Sound familiar? These were all said by her. It normally goes this way. Heres what was said the few days after one of the previous lines were used.

“I couldn’t do this without you.”

“You are perfect for me.”

“Why do you spoil me so much?”

“If you keep this up, Im gonna end up marrying you.”

“I love you.”

I love you… I hesitated to say it the first time. I was scared, I was excited, I was nervous, I felt like a kid. I still get butterflies when I think about you. Almost as if we were just starting out.

Lets go back a little ways. When we first started dating, or even before. You supported what I was doing. You were happy to see me doing what I did. You liked me for who I was. You flirted, you were romantic, fun, energetic, life-giving, you were perfect… You had changed.

I miss the 2am phone calls just to hear your voice; calming the waves of my mind as if you were the voice of Poseidon controlling my minds ocean.
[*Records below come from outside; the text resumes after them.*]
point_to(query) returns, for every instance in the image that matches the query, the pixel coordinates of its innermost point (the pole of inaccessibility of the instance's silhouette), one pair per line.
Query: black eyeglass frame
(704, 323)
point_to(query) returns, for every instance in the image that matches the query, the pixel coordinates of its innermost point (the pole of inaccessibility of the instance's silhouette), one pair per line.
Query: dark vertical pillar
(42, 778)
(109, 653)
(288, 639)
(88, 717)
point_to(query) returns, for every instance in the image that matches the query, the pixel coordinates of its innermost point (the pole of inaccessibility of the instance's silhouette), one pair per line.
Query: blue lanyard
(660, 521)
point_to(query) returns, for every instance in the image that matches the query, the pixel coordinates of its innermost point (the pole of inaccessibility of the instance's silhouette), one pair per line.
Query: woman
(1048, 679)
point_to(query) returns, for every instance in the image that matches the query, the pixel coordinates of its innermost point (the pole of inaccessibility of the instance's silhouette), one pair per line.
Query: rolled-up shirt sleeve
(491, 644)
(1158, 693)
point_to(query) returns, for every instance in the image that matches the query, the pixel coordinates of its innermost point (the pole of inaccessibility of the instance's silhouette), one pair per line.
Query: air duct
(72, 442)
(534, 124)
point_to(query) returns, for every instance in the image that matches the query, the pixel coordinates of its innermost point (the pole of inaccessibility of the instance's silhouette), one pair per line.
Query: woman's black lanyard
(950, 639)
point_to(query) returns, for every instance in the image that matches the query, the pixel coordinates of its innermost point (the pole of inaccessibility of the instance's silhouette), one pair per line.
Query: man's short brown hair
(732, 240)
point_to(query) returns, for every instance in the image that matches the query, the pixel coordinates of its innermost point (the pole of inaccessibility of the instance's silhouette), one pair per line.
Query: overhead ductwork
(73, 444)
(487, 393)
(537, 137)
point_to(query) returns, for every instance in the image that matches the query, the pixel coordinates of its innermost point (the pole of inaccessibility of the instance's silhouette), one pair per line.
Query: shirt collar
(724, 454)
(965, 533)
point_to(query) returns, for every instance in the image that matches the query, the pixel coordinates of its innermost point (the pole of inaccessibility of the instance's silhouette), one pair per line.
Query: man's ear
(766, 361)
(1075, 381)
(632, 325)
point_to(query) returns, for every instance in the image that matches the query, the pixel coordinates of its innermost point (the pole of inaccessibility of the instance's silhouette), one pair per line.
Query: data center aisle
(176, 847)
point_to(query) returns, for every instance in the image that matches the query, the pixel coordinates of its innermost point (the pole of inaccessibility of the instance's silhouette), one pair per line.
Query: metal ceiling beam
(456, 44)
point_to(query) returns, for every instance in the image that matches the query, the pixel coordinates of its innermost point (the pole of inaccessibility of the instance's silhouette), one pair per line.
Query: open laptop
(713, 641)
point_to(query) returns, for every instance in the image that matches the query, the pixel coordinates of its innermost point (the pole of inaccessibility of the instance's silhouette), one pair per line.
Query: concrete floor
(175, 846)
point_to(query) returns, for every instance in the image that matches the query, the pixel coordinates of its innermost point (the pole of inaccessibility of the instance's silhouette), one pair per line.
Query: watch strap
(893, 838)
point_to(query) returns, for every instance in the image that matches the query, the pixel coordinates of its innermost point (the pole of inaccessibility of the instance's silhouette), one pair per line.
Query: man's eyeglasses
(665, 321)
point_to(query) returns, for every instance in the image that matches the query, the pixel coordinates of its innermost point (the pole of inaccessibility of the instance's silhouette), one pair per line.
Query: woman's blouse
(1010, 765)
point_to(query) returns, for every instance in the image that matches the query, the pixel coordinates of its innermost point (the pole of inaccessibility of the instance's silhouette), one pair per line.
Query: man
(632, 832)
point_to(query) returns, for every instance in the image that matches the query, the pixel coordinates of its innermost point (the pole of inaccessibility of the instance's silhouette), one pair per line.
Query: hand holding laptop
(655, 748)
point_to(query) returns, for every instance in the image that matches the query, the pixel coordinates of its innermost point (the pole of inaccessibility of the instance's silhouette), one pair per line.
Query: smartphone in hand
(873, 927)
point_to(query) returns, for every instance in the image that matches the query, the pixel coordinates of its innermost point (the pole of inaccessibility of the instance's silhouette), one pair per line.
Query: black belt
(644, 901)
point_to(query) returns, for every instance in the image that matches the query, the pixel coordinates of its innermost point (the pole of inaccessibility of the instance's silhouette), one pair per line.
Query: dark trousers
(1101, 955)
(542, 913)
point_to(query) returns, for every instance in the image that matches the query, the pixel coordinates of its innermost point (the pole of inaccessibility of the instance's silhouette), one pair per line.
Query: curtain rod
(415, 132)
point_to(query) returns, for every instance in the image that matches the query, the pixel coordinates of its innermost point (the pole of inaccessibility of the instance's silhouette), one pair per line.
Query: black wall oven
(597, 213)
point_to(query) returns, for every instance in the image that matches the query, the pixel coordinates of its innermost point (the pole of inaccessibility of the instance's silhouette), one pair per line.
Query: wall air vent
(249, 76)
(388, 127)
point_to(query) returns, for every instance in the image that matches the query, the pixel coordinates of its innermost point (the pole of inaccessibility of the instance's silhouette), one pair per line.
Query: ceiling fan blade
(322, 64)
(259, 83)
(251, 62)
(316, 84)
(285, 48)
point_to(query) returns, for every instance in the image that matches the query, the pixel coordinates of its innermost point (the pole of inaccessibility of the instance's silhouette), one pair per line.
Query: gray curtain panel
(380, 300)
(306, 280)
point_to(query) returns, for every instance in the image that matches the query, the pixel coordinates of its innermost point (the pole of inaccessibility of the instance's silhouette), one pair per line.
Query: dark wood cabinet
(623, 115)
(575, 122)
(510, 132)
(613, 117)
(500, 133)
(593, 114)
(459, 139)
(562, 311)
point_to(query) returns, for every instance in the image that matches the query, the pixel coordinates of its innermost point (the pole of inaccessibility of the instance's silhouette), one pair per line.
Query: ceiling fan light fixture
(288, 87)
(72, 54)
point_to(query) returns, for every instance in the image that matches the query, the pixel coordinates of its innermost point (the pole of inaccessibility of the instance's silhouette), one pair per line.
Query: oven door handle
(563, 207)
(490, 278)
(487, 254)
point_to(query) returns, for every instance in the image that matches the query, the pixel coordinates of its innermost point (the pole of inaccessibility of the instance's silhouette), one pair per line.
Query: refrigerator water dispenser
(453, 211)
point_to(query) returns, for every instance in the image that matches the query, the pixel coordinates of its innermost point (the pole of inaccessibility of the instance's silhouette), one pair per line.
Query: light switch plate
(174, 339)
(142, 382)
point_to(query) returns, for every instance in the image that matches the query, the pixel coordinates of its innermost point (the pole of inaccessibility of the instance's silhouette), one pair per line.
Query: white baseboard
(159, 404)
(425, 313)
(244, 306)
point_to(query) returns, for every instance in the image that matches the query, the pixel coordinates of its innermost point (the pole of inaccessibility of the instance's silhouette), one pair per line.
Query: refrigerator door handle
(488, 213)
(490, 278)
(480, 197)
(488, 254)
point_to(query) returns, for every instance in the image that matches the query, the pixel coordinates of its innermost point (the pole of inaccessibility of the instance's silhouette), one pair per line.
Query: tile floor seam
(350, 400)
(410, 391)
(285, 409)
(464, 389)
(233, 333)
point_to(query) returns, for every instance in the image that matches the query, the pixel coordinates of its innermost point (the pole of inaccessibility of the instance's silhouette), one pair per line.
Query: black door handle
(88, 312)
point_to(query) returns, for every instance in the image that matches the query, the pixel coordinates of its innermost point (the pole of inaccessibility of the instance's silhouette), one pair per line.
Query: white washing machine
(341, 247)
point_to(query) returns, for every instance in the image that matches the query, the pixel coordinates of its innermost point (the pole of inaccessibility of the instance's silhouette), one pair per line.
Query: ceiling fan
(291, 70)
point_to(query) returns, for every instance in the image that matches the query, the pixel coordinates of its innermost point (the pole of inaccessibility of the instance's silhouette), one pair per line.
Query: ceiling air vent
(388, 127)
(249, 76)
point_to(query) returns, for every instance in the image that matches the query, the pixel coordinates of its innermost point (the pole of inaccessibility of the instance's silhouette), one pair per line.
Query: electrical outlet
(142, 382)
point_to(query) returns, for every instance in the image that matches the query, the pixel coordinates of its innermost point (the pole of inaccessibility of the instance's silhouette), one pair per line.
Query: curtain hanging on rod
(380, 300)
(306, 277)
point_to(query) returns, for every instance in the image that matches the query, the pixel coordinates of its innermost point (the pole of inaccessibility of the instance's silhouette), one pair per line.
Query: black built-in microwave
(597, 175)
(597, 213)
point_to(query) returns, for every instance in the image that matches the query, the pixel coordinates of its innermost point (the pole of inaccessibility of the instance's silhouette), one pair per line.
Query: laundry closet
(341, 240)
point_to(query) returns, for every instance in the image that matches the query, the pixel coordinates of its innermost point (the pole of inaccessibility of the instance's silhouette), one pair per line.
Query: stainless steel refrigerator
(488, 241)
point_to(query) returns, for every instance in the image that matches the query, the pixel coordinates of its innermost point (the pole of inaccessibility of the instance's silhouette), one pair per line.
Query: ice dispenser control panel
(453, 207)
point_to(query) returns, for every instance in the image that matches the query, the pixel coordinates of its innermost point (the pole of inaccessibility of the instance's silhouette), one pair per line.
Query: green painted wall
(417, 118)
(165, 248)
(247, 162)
I miss hearing the smile I verbally placed across your face signifying the ease of your thoughts as we let ourselves unfold into eachother over the phone. I miss the late night conversations we had as if displaying the perfect movie above us, starring as ourselves that always had a happy ending.

I miss her. I miss the kids. I miss the lives we planned out so many times. All of them. I miss doing late night laundry; at least then I knew you were ok, and the kids were ok. I miss your habits, your actions, your relentless attitude of keeping me in line, your overbearing power to take care of me in the little ways. Your endless jabs that never turned into arguments, just playful banter. I miss the taste of your presence, the curve on your lips when you smiled at me being there, the bounce in your steps when you were happy! That beautiful smile, the feel of your kiss on my lips, your head on my chest, The smell of you while you slept reminds me of a peaceful place I used to call home. Any house without that isnt a home.

I fucking miss her. My life misses her. I loved her.